For Everyone

Clinical Overview of Toxocariasis

Key points

  • Manifestations of toxocariasis reflect the number of migrating Toxocara larvae.
  • Currently, the recommended test is an enzyme-linked immunosorbent assay (ELISA) with larval stage antigens.
  • Consider clinical status when interpreting serological results.

Disease

The manifestations of toxocariasis reflect the number of migrating Toxocara larvae, where the larvae have migrated in the body, and the degree of immune response and inflammation that developed in response to the presence of the larvae. Many infections are asymptomatic.

In heavy infections, large numbers of larvae may migrate through the liver, lungs, or other internal organs, causing inflammation and symptomatic disease (visceral toxocariasis or VT). Rarely, larvae may migrate to the central nervous system (CNS) causing eosinophilic meningoencephalitis or granuloma formation in the CNS.

Signs of VT may include:

  • Fever
  • Cough
  • Wheezing
  • Abdominal pain
  • Hepatomegaly

Peripheral eosinophilia is often present.

Visceral toxocariasis has been proposed as a cause of asthma; however, there may be multifactorial causes of asthma and further study is needed to establish a causative link between toxocariasis and asthma.

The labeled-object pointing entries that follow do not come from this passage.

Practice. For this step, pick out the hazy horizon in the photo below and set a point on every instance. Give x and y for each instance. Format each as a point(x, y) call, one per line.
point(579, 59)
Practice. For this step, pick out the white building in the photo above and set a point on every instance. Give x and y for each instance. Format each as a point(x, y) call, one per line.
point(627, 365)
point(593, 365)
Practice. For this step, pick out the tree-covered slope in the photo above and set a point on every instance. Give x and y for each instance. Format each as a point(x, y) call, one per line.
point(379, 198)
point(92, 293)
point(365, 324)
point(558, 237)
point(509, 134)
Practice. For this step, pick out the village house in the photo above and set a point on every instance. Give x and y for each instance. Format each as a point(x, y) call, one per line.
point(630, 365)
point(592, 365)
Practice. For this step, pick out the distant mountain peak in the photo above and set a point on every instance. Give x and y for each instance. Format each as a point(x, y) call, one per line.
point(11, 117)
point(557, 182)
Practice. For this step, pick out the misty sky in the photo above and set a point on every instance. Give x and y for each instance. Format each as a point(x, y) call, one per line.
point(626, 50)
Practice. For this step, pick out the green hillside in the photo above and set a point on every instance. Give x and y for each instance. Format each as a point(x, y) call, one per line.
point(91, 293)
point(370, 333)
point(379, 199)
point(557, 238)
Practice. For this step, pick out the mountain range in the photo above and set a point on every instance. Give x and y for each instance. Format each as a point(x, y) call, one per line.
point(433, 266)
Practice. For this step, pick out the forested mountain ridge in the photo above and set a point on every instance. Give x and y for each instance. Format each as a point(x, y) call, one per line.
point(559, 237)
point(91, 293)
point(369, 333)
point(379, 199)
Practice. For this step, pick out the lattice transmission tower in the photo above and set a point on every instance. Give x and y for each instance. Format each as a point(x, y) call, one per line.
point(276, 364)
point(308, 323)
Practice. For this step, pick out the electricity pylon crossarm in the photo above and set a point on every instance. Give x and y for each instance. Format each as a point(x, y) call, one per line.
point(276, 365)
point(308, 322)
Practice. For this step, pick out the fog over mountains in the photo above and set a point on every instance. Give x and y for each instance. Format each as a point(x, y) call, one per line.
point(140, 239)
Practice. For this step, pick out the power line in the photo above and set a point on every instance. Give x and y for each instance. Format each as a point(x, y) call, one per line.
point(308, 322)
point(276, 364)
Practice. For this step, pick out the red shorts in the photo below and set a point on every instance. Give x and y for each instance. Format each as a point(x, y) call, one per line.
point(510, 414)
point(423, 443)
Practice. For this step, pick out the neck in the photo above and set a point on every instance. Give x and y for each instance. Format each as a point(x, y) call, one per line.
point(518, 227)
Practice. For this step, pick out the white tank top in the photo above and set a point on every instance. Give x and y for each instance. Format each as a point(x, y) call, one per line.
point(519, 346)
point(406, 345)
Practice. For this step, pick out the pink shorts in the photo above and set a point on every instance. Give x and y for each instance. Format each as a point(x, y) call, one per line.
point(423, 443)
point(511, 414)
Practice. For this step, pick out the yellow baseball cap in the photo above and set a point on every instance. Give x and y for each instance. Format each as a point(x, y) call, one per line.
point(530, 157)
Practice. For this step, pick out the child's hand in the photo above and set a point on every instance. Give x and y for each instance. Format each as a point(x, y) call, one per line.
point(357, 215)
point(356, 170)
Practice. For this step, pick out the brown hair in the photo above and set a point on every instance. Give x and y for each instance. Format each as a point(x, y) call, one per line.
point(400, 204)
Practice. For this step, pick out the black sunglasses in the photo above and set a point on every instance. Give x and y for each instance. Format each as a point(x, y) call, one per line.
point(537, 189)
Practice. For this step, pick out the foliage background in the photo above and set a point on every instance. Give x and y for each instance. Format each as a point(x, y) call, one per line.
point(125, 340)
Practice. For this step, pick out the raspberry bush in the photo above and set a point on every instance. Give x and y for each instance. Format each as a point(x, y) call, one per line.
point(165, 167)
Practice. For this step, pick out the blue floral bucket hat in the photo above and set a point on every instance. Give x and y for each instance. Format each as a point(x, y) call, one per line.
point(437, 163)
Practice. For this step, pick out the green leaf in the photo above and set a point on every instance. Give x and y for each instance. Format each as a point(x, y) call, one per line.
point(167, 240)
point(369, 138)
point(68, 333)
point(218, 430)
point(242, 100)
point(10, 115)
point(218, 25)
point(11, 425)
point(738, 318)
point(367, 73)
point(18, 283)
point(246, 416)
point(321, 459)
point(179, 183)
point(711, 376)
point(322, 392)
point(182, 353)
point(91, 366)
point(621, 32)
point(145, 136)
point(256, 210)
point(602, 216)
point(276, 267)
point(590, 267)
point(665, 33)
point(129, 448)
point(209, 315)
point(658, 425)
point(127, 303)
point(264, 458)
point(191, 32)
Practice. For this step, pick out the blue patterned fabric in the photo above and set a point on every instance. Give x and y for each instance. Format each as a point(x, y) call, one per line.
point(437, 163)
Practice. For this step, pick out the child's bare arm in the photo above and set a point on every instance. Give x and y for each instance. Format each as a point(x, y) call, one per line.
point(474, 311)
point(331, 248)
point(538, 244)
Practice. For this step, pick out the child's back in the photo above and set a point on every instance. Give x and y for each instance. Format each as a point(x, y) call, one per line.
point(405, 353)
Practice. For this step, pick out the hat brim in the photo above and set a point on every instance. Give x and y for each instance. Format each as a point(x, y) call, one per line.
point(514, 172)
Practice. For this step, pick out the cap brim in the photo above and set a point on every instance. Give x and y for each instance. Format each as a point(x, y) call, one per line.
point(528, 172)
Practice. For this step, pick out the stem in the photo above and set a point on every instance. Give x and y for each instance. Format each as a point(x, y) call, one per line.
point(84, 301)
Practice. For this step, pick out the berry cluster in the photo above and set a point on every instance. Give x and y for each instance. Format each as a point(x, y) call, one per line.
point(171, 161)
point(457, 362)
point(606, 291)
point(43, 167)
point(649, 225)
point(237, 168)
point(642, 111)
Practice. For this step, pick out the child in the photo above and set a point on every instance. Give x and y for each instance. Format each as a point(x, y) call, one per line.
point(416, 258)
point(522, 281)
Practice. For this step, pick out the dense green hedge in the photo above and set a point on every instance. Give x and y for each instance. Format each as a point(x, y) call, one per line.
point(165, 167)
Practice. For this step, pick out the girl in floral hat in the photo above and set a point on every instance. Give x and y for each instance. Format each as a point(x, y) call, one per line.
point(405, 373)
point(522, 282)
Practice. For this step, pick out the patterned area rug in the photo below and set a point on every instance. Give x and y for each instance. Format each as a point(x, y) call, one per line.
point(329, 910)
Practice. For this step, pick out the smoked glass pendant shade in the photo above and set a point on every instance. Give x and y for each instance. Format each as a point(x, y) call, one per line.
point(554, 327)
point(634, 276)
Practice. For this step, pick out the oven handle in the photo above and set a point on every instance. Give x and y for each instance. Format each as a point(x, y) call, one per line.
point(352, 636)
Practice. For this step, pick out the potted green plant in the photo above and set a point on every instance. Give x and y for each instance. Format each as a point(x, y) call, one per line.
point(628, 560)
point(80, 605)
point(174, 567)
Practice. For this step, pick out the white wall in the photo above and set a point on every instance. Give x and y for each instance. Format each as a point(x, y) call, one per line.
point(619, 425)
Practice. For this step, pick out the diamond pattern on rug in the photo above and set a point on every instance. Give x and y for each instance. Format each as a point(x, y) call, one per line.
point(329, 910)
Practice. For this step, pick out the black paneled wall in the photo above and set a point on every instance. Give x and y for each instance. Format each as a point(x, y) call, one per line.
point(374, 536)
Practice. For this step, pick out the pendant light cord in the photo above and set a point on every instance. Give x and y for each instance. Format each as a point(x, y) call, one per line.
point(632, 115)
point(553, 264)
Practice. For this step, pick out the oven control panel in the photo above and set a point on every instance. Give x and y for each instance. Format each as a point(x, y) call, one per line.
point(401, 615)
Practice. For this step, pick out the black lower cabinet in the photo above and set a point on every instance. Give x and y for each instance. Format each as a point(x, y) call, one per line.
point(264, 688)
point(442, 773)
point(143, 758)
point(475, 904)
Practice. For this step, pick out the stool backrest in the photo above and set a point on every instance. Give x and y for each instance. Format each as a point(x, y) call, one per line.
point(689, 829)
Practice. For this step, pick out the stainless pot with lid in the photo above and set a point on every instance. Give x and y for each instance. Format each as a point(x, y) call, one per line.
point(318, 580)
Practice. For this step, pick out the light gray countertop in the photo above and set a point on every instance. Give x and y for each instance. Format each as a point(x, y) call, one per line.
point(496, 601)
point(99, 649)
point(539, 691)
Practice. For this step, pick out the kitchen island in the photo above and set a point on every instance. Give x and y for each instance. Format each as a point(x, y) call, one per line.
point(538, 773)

Typically, ocular toxocariasis (OT) is a unilateral disease when a larva penetrates a single eye. Common signs are associated with granulomatous inflammation especially in the retina, uveitis, and/or chorioretinitis. Patients can present with leukocoria and decreased vision in the affected eye which may be confused with retinoblastoma. Diffuse unilateral subacute neuroretinitis or vitreal bands may develop.

Diagnosis

Diagnosis of either visceral toxocariasis or ocular toxocariasis is based on the presence of signs of VT or OT and history of exposure to a potential source of infectious Toxocara eggs or larvae (e.g., in undercooked infected meat or offal). The diagnosis of visceral toxocariasis is based on compatible disease and exposure history with positive results by serological testing.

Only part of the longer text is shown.